2022年10月3日

初めての漆器は毎日使ってほしい石川漆宝堂がいざなう滋味深き漆の世界

素朴な風合いの椀や平皿など、日々の食事に気軽に使えるうつわを製作・販売する有限会社石川漆宝堂。ほぼすべての塗り工程を自社工房で行うなど、漆へのこだわりは山中でも随一です。「毎日、長く使い続けてこそ味わいが深まる」という漆器の魅力や、うつわ作りへの想いを聞きました。

和食も洋食も シンプルで丈夫な万能のうつわ

ズバリ、石川漆宝堂の人気商品を教えてください。

ロングセラーは、毎日の食事に幅広くお使いいただける「挽目うつわ」シリーズです。高台がないのが最大の特徴で、そのため汁椀以外の用途にも使えます。オススメは、同シリーズの大中小3つのうつわと蓋(平皿)1枚の、4点セットで使っていただくこと。例えば、小サイズに汁物、中サイズにご飯、大サイズに煮物やサラダ、平皿に焼き魚……といったように、どのような献立も盛り付けられるようになります。さらに収納時は3つのうつわを入れ子状に重ね、平皿を蓋にしてスッキリと収納できます。
もうひとつの定番商品となっているのが、独特の凹凸「ハツリ目」を表面に施した「弥生」シリーズです。キズがついても目立ちにくく、また普段使いしやすい素朴なデザインになっています。この「ハツリ目」は特殊なカンナで木地に直接施しているもので、現在、山中でこの技術を持つ木地職人はたったひとりしかいません。

「用途にしばられず使える」「キズがついてもわかりにくい」など、漆器初心者にも扱いやすそうなうつわだと思いました。

まさに、初めて漆器を購入する方の最初の一品にピッタリのうつわだと自負しています。価格もお手に取っていただきやすいよう「挽目うつわ」シリーズは4点セットで2万円、「弥生」シリーズは6,500円〜と抑えめに(以上、税別)。それでも一般的な食器に比べるとお値段はしますので、その分汎用性の高い、いわば“コスパの高い”漆器にしているんです。いろいろなシーンで試しながら「こんな料理にも使えるんだ!」と新たな発見も楽しめるのが、当社の漆器だと思います。例えば、シチューやサラダといった洋食にも合うんですよ。

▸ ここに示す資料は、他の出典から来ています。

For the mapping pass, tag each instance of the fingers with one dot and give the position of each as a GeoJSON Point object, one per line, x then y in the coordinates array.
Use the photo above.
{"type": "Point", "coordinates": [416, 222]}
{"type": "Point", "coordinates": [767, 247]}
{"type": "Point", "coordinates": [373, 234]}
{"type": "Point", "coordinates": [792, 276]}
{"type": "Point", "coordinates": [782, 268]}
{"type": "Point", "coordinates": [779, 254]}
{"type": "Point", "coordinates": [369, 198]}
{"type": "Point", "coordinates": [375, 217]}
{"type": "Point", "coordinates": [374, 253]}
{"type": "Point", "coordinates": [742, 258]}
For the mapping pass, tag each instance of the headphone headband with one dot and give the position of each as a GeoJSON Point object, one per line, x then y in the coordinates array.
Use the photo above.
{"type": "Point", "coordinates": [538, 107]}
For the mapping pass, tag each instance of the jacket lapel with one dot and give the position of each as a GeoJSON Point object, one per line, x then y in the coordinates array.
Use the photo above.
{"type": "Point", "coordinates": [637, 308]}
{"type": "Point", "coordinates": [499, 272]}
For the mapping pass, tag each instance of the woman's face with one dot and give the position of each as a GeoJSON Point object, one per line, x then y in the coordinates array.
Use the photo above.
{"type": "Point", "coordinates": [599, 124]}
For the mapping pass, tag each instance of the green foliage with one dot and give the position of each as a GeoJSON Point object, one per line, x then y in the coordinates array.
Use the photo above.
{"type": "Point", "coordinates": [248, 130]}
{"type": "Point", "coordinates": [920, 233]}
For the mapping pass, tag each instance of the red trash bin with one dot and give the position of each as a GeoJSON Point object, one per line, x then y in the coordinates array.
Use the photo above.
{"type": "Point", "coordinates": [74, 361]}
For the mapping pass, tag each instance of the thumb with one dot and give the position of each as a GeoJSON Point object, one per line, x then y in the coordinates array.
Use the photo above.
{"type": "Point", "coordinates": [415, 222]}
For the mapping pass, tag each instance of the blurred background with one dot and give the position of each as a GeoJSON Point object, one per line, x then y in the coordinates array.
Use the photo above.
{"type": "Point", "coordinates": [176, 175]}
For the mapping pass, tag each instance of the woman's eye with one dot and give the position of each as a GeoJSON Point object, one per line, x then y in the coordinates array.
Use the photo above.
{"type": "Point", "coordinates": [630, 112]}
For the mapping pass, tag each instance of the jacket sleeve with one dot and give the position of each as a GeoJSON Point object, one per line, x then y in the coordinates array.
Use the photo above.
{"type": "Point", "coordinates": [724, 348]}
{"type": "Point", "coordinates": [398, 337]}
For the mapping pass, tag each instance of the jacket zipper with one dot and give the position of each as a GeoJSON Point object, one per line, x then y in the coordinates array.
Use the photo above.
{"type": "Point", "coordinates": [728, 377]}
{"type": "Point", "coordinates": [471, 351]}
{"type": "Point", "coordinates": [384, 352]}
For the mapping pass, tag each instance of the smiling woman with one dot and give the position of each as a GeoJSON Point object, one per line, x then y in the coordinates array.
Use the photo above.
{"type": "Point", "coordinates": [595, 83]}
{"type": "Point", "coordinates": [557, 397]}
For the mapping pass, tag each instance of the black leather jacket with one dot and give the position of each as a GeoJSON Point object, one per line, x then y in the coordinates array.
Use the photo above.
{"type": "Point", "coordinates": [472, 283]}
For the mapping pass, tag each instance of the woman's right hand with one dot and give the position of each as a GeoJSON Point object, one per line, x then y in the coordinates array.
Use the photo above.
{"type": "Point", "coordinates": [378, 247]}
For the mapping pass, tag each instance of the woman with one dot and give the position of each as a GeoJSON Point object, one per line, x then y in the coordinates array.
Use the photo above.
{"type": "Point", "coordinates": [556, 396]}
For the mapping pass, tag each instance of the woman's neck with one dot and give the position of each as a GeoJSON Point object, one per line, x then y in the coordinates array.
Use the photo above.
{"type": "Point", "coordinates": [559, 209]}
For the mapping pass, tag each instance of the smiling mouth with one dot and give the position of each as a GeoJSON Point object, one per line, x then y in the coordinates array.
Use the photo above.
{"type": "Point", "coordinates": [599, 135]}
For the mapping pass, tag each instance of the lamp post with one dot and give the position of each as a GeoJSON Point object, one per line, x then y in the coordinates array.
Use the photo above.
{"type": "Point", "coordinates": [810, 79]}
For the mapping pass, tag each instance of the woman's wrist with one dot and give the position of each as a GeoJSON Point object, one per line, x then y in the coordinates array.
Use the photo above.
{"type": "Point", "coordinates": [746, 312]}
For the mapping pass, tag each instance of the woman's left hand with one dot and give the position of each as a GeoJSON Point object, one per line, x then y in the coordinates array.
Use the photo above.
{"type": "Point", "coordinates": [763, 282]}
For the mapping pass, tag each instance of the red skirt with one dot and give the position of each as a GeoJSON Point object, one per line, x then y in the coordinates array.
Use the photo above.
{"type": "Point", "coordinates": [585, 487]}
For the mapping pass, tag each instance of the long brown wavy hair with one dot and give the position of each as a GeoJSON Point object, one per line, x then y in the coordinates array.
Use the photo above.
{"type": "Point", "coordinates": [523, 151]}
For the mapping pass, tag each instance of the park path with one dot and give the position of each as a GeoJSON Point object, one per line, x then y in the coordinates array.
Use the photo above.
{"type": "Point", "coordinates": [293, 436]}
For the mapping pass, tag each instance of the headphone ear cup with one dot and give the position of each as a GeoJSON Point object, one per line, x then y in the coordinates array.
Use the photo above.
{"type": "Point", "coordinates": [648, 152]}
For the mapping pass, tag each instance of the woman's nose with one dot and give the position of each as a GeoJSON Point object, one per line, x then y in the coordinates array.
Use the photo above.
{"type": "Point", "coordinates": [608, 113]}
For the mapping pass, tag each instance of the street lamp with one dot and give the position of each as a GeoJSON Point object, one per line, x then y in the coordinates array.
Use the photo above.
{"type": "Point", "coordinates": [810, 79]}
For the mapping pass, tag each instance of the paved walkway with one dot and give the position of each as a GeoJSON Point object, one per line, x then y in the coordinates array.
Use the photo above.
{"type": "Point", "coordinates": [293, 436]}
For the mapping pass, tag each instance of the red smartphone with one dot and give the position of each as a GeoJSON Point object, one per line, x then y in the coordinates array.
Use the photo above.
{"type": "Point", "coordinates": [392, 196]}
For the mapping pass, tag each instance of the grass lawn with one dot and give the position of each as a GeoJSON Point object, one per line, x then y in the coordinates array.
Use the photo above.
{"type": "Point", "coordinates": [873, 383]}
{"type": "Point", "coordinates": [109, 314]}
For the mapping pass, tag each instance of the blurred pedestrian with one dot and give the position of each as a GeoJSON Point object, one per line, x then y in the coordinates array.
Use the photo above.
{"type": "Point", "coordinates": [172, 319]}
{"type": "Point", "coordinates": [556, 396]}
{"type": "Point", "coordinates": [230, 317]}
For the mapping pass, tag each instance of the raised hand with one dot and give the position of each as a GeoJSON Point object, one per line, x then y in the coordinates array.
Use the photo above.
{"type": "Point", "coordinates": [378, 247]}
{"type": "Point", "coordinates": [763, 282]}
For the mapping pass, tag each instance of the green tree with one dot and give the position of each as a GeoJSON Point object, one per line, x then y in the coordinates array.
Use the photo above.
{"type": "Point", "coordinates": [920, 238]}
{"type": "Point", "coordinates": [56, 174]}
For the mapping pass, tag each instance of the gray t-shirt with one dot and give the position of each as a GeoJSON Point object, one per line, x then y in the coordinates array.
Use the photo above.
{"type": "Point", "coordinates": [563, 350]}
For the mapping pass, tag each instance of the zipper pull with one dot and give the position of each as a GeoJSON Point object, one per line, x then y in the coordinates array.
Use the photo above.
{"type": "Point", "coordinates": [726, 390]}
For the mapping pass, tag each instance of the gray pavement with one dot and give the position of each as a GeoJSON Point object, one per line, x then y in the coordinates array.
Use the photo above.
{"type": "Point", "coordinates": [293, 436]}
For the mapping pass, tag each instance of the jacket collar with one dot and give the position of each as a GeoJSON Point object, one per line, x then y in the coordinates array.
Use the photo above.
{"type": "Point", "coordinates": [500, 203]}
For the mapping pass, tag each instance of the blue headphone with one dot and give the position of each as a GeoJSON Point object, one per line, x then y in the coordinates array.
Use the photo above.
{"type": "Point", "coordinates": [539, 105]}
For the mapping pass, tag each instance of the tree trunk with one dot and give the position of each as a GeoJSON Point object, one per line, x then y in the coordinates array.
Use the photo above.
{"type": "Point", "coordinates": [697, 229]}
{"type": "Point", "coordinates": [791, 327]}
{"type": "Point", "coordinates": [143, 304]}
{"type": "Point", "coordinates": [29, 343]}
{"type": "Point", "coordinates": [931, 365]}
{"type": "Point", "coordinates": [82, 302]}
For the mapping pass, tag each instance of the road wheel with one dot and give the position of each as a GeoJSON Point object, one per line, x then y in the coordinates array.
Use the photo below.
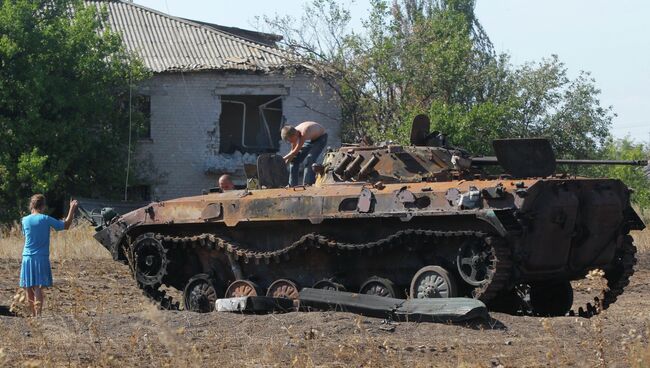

意外ですね! 洋食にも使えるとなると一気にハードルが下がります。

実際に洋食に使っていただきやすいようなコンセプトで企画、製作した漆器商品もあります。代表的なのが、トースト1枚がちょうど収まるサイズの平皿「パン皿」。色も一般的な朱塗、黒塗、溜塗だけでなく、青塗(緑色)や白塗(ベージュ)などかわいらしいカラーをそろえました。
さらに、株式会社メソッドのデザイナーとのコラボレーションで製作した新商品「漆オーバルプレート」など、よりモダンなデザインの商品も展開しています。カレーやパスタも漆器で楽しむ──そんなライフスタイルのアイデアも提案するような商品です。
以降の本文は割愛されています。